Eichleay Engineers Inc
- Company type: engineering
- Founded: 1875
- Founder: John P. Eichleay, Jr.
- Headquarters: Pittsburgh, Pennsylvania, U.S.A.
- Website: https://www.eichleay.com

= Eichleay Engineers =

Eichleay Engineers is a United States engineering firm.

==History==
In 1875, an innovative building inspector named John P. Eichleay, Jr. founded a structural moving business that would soon become renowned for completing projects believed by many to be impossible. The advent of the industrial age brought with it profound changes in urban landscapes of America. This transformation was perhaps no more evident than in John's hometown of Pittsburgh, Pennsylvania. As the preeminent center of industry and technology at the time, small houses and buildings were being torn down to make room for larger ones, industrial plants were pushing residential neighborhoods outward from the rivers and railroads, and street railways permitted people to live further from their places of work. Believing that structures could be moved for only a fraction of the cost of demolishing and rebuilding them, John felt that all of these factors made for a lucrative business. They did! Although the projects undertaken during the early years were quite modest, they became increasingly bold and impressive as techniques were perfected and the reputation of the company grew.

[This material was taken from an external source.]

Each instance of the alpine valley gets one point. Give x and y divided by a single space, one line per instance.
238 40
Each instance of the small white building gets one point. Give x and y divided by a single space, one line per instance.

In 2002, the firm was placed into receivership due to financial problems. Split into two divisions, the assets of the firm were purchased by SNC-Lavalin and Pittsburgh-based S/D Engineers.

==Eichleay Formula==

The Eichleay company is noted for being the namesake of a formula used for pricing federal change orders and/or dispute claims. In 1954, Eichleay was under contract for the construction of three NIKE missile sites in Pennsylvania. The government changed the scope of work, resulting in change orders. The process of delaying the work, however, resulted in losses for Eichleay due in part to maintained overhead costs during the suspension period. The resultant ruling recognized that (1) a contractor should be entitled to compensation for unabsorbed overhead resulting from owner caused delay, and (2) there was, at the time, no accepted method of allocating home office overhead to a particular contract to determine the amount of compensation.

==Notable employees==
The firm at one time employed Andy Warhol's father.
It also provided a day job to the cartoonist Scott McDaniel, prior to his full-time work in cartooning.